Я увидел серенькую дорожку, идущую поперёк стойки и накрывающую бутылку тенью.
Какой-то сигнальчик в голове напомнил мне, что деньги, кажется, уже все пропиты, но что-то настаивало, что требуется ещё рюмка, а лучше две. Я осторожно, чтобы бутылка не сильно сопротивлялась, плеснул к себе в бокал и обернулся. Я был в тени, никто меня не видел. Я плеснул ещё разок, немножко разлилось, тогда я, хитрый и осмотрительный, медленно взял рюмку и пошёл по дорожке от стойки. «Прятаться», – решил я серьёзно, ступая по серой тени. Через некоторое время я сидел уже в противоположном конце зала, грустно посматривая на донышко. Хотелось ещё, но серых дорожек больше не было. Я потянулся за бутылкой так, бармен просигналил охраннику, и меня выставили вон.

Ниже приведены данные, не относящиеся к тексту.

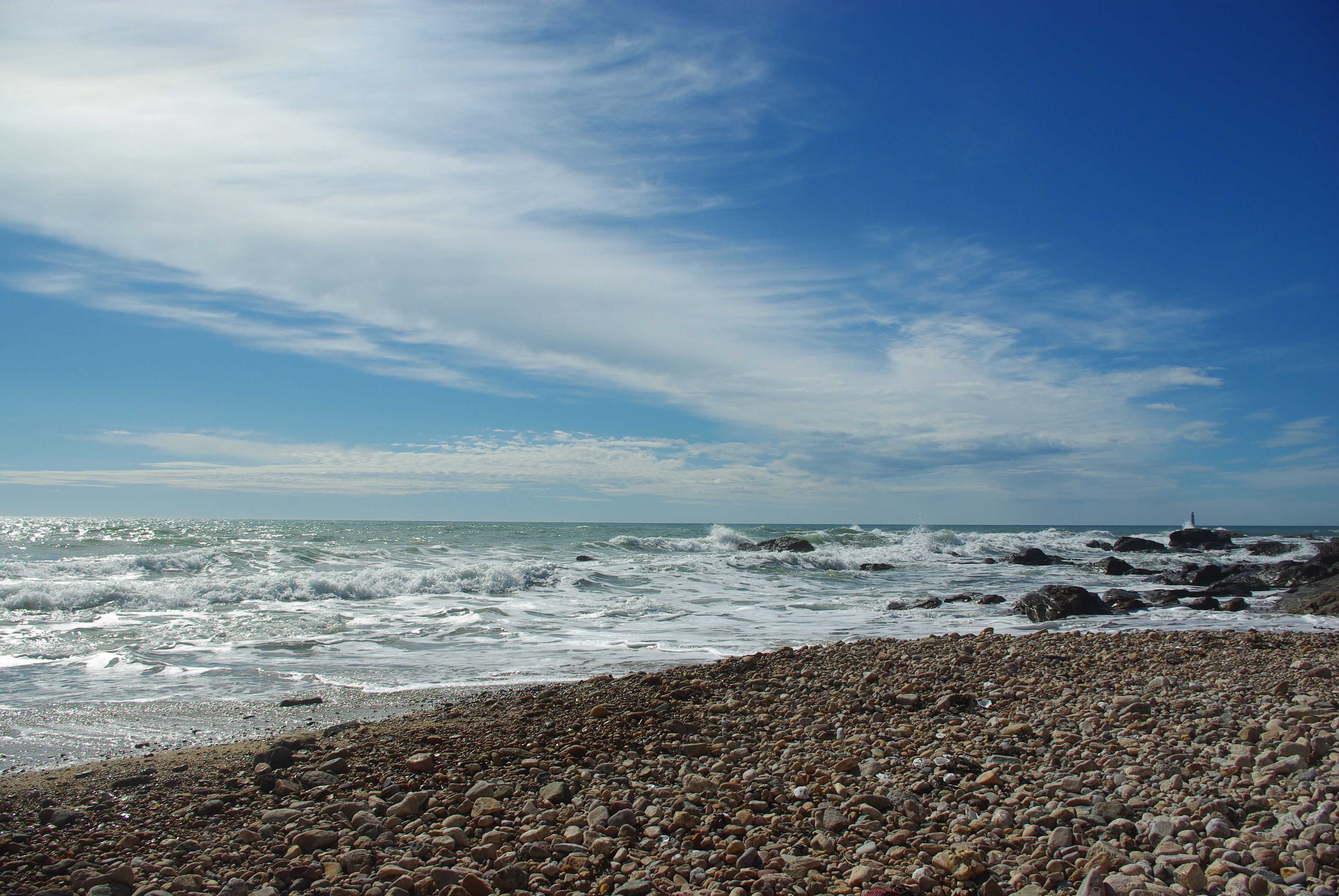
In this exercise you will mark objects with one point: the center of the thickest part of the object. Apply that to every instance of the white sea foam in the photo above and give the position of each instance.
(120, 610)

Утром мне было плохо. День накануне как-то не восстанавливался в голове, и откуда у меня губная помада на шарфе, я толком сказать не мог. Очевидно было, что я нажрался, но это было ясно только по перегару и похмелью. Как и где это происходило, я не мог сказать уверенно.
Ключ повернулся в замке, я напрягся. Ключ был только у Тани – замок у нас не английский, простой – когда уходила, она закрыла дверь своим почему-то и унесла его с собой. Я не обратил тогда внимания, а ведь это значило, что какие-то вещи остались и что она за ними вернётся. Видеть я её не хотел или очень хотел, что, в сущности, было одним и тем же. Сел за стол в кухне, так, чтобы меня было видно сразу от входа. Она вошла, и я почувствовал, что словно оказался в тени.
– Есть кто дома? – в мою сторону она даже не посмотрела, сразу заглянув в комнату. Разулась, аккуратная. Вошла, морща носик от пылищи и разрухи. Пустую сумку поставила на видное место, вынула из неё пакетик, собрала книги. Я подошёл поближе, удивляясь теневой полоске, лежащей на полу, как коврик. Что-то такое мельтешило в памяти и не всплывало на поверхность. Встал сзади. Она на клочке бумаги быстро набросала: «Мне надо вернуть тебе ключи. Позвоню.» Приставила её к артиллерии бутылок. Обвела комнату глазами, обернулась, но не полностью, не до меня... дорожка скользила и вилась у моих ног. Таня не видит меня! Не видит! Не видит! Тут же вспомнился сумасшедший дед, и дамский туалет, и бутылка, и я осоловел от такого неожиданного открытия. По дорожке я проводил её до двери, даже не попытавшись окликнуть, послушал, как она её закрыла снаружи, повернулся к зеркалу. Бледный, осунувшийся, небритый.
– Серенький человечек? – спросил я у себя. – Совершенно незаметный? Зато теперь – самый серенький. И возможно, такой один.